Ganz im Ernst: Ich konnte mir schon nicht vorstellen, dass es irgendwo auf der Welt einen Mann gab, der sich gern «Männe» nennen ließ. Und ich konnte mir noch weniger vorstellen, dass ein Tanga und wattierte Körbchen über den knochigen Körperbau dieser Frau hinwegtäuschen konnten. Aber bitte, der Kunde ist König. Wie immer würde ich mich bemühen, den Damen das Gefühl zu geben, in Lucinda-Dessous begehrenswert und einzigartig zu sein. Das wünschten wir uns doch schließlich alle. Also machte ich mich auf die Suche nach dem gewünschten Antörner-Modell für Männe. Irgendwo musste doch noch dieses unglaublich teure Teil sein, das wegen seines Preises seit Monaten wie Beton in meinen Regalen lag (heißes rot-schwarzes Torselett, im Mittelteil mit vier Stützstäben unter der Jacquard-Spitze, die Seiten wie der Rückenteil aus transparentem Tüllstoff. Abnehmbare Träger und Strumpfbänder. Highlight waren die Satinbänder an den Trägern, die zu kleinen Schleifen gebunden werden konnten, um den Chiffon zu plissieren oder sich auf Haut und Schultern zauberhaft zu entfalten, ab 179,00 €, passender String ab 49,00 €).
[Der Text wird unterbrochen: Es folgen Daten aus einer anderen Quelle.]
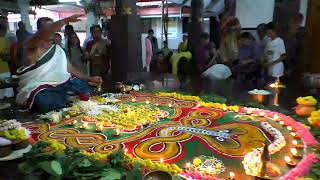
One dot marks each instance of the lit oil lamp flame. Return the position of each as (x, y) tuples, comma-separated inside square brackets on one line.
[(117, 132), (209, 169), (294, 151), (287, 159), (232, 175), (262, 114), (188, 165), (84, 125)]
Das schien mir genau das Richtige für den gewünschten Anlass. Und Sylvia schien mir genau die Richtige, um diesen Ladenhüter endlich loszuwerden. Der Preis war ihr schließlich gleichgültig, wenn nur Männe glücklich war.

 

Einige Stunden später saß ich in meinem Auto auf dem Weg nach Hause. Es war spät geworden, die Bundesstraße von Potsdam nach Falkensee lag wie ausgestorben vor mir. Die Seen, an denen ich vorbeikam, wirkten wie schwarze Löcher, und im Mondlicht konnte ich einige schwimmende Eisschollen ausmachen. Heute Nacht fuhr ich notgedrungen langsamer als gewohnt, um auf der glatten Straße nicht ins Rutschen zu geraten. Kurz nach ein Uhr am Samstagmorgen war auf der Strecke zwischen Neu Fahrland und Groß Glienicke niemand mehr unterwegs. Hier gab es keine Großraumdiscos oder Nachtclubs, die mit denen in Berlin konkurrieren konnten. Die Laternen in den Seitenstraßen waren bereits ausgeschaltet, und hinter den Fenstern der niedrigen Wohnblöcke und Häuser brannte nur ganz vereinzelt noch Licht. Brandenburg war eben nicht Berlin. Im Sommer fuhr ich diese Strecke gern mit meinem Sohn, der jedes kleine Boot mit einem «Mama, guck mal da» kommentierte und sich am Wasser gar nicht sattsehen konnte. Kaum zu glauben, wie ruhig es hier jetzt war. Nur wenige Kilometer von der Hauptstadt entfernt, erschien es mir dennoch wie eine ganz eigene Welt. Die meisten Menschen lebten hier in kleinen Häuschen, viele davon standen auf ehemaligen Datschen-Grundstücken, die nach der Wende an Zugezogene verkauft worden waren. Zum Shoppen fuhr man nach Berlin oder Potsdam oder zu einem der großen Einkaufszentren an der Bundesstraße, in denen es alles unter einem Dach gab, vom Schuhgeschäft bis zum Schreibwarenladen. Die Ostdeutschen hatten sich daran gewöhnt, dass immer mehr junge Berliner Familien hierherzogen, weil man sich am Stadtrand die Grundstücke noch leisten konnte, viel Natur und trotzdem eine gute Infrastruktur hatte. Wie überall in Deutschlands eher ländlichen Regionen fand der Alltag zwischen Kegelclub, Fußballverein und freiwilliger Feuerwehr, zwischen Bastelabenden im Kindergarten und Frauenturnen statt. Im Urlaub fuhr man an die Ostsee oder mit der Gymnastik-Gruppe für ein Wochenende nach Hamburg, um ohne die Männer mal lustig einen draufzumachen. Wer etwas auf sich hielt, flog übers Wochenende nach Sylt. Das Leben im Land Brandenburg war überschaubar, unaufregend und gerade deshalb sehr gemütlich.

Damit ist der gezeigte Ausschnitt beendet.